However at the same time one could argue that solution A is better because is more automatic, and new masters will get slaves allocated automatically if there are enough. One could also argue that it's a very strange use case to add a master, assign it new slots, without requiring it to have slaves.

Comment From: irfanurrehman

Hi, Thanks for having a look and the super quick analysis. I too somehow prefer solution B, because it looks simpler, to understand and implement (probably :) )

Meanwhile as a different thought; can do something with the original info of "master had slaves" getting lost somehow..so that it doesn't get lost in this scenario. Its not really a cluster reset per say, sort of an update, isnt it. Or solution B would eventually do the same thing. You are a better judge; I just hope that it gets resolved soon.. Thanks again.

Comment From: shaharmor

I think that A solution is better as it allows for a more automatic management of slaves

Comment From: ramonsnir

+1 for Solution A

Comment From: antirez

Implementing A. I was unsure between the two but given the feedbacks... A :-)

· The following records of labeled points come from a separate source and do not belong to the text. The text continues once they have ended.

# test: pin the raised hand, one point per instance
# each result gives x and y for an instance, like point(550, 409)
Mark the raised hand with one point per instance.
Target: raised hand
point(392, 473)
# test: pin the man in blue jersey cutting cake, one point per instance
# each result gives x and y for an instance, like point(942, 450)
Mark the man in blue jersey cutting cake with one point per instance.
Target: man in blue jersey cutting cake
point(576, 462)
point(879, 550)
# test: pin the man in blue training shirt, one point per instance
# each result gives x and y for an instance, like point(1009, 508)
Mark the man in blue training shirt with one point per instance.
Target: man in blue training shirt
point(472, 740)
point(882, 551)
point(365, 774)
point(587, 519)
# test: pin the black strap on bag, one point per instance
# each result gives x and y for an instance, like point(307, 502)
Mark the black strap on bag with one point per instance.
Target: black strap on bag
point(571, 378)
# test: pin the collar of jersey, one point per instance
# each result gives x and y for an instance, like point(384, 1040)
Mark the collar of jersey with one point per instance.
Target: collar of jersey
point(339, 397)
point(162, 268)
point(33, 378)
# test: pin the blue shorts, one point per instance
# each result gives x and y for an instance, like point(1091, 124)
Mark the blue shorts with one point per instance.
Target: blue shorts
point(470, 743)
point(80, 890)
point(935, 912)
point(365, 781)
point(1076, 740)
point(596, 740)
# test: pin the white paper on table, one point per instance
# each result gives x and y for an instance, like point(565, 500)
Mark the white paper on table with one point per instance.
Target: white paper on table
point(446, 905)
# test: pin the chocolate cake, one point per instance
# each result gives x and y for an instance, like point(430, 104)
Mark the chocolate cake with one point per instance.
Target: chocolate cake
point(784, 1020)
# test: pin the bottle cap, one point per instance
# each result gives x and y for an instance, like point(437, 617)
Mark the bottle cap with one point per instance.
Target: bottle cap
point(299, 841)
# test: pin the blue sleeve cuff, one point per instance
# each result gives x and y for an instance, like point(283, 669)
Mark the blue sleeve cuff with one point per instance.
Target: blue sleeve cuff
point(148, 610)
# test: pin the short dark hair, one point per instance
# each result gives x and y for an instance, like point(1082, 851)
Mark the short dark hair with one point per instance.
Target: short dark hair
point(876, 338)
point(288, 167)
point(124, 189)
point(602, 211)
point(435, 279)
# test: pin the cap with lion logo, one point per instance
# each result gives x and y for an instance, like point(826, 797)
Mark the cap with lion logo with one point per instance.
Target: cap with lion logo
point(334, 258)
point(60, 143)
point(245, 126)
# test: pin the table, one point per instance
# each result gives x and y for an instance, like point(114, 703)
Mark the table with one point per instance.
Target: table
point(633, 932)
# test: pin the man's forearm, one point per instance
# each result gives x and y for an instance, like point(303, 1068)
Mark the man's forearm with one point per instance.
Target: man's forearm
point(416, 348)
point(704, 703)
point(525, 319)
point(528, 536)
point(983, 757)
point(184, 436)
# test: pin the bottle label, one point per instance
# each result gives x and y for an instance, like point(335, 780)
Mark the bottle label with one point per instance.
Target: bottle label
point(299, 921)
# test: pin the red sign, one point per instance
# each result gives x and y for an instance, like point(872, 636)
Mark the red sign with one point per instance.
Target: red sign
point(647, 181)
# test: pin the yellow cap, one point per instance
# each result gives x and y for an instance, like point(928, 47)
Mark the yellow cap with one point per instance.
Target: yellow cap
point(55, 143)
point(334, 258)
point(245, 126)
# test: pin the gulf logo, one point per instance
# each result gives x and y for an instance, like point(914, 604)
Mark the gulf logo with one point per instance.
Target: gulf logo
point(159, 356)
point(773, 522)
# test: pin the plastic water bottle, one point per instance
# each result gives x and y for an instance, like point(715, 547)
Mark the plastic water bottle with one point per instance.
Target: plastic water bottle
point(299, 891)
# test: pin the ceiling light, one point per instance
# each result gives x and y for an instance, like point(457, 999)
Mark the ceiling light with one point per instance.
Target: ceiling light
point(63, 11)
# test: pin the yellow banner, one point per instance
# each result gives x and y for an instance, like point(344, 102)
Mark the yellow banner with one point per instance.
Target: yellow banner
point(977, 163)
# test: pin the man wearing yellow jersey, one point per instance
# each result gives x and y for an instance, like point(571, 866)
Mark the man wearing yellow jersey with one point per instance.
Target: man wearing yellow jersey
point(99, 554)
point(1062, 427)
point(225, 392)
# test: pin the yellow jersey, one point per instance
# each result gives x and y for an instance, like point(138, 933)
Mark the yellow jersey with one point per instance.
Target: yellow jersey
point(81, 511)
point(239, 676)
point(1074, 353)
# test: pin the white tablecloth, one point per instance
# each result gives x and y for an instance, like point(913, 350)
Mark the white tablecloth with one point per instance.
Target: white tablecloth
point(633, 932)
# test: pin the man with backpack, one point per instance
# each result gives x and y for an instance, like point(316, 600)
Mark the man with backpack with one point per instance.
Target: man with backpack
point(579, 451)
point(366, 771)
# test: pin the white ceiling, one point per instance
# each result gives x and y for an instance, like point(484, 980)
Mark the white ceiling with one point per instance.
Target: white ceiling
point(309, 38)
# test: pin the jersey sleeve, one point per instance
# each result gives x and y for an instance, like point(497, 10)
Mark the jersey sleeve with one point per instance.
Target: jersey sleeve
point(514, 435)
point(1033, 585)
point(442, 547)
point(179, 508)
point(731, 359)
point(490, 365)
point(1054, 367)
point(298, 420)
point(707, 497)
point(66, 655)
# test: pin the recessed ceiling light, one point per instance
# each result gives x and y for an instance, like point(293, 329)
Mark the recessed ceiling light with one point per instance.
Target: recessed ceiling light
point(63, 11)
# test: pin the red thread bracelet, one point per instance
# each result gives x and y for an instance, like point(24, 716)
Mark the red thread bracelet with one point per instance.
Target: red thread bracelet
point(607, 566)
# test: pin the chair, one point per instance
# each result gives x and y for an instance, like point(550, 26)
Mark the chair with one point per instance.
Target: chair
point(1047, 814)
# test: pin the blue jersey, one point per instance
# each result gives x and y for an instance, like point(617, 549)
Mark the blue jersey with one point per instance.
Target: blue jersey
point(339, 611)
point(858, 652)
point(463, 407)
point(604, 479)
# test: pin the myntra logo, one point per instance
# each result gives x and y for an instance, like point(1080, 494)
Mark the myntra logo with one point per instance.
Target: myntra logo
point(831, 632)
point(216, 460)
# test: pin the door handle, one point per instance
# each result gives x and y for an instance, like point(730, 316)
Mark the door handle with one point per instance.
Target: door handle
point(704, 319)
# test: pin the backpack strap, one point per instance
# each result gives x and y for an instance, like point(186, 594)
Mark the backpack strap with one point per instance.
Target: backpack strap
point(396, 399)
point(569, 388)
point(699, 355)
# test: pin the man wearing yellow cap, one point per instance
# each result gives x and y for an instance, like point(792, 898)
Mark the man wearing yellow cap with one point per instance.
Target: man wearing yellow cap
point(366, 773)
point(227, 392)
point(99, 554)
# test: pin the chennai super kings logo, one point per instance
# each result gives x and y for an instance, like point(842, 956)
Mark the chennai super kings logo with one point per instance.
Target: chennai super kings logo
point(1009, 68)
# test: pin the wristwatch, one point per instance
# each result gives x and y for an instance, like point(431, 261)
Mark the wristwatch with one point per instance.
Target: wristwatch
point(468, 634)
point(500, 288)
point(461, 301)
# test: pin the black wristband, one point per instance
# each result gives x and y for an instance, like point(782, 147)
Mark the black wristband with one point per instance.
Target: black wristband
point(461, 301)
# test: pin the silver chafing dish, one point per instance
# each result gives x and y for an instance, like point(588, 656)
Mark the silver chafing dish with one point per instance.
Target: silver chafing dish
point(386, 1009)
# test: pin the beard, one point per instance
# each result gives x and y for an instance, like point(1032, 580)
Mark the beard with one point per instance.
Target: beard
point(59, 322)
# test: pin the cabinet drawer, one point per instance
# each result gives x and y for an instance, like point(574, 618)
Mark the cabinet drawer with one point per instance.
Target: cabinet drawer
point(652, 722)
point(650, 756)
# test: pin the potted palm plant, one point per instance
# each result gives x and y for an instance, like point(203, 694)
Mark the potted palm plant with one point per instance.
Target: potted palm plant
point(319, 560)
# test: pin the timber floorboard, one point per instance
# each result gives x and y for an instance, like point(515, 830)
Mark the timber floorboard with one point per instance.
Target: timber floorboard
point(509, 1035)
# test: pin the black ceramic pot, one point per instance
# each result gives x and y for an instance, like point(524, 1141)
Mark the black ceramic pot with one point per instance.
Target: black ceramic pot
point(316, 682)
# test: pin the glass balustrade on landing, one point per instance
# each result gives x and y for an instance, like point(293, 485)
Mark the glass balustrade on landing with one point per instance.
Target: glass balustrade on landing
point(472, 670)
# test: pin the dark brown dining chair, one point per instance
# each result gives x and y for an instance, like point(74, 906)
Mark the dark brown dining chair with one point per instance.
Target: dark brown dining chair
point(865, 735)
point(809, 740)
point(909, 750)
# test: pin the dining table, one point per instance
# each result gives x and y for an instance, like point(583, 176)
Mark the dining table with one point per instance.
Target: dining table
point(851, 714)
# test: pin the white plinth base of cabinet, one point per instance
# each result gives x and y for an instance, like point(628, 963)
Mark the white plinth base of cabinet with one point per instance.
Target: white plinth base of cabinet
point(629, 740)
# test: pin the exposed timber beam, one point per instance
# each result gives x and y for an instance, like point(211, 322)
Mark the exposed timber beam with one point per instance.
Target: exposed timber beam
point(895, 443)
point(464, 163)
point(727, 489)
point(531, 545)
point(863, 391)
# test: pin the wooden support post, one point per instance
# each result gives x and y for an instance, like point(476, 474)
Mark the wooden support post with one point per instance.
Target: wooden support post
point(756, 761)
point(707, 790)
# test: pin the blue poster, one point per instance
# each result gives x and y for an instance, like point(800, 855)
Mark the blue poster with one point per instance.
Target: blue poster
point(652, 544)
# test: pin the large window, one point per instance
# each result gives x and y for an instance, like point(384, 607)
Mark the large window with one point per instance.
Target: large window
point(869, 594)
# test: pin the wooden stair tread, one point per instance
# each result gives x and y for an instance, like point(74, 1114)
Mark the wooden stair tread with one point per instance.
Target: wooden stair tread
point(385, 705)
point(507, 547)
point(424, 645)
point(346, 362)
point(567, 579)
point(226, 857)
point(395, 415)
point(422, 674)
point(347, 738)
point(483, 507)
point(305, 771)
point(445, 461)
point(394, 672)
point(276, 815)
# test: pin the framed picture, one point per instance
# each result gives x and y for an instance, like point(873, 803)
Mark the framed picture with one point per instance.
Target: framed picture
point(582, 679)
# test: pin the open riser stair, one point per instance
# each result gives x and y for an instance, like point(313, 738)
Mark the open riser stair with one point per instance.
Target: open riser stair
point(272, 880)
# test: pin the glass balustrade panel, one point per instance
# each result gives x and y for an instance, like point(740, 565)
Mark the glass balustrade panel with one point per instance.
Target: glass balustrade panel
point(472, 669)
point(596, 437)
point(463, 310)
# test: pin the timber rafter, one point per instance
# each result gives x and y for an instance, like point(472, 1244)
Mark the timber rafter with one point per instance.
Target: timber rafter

Comment From: irfanurrehman

cool, I just wish to get a solution soon, either ways.. :) :+1:

Comment From: antirez

Sure! Just fixed, now testing the fix and writing a regression test, and it will be merged in all the branches.

Comment From: irfanurrehman

thanks a ton!!

Comment From: irfanurrehman

just one more info, I did raise couple of other issues also (this issue is referenced in them), which are quite related; do you think they might as well get fixed with the fix you have done now.. ?

Comment From: oranagra

fixed in redis 3.2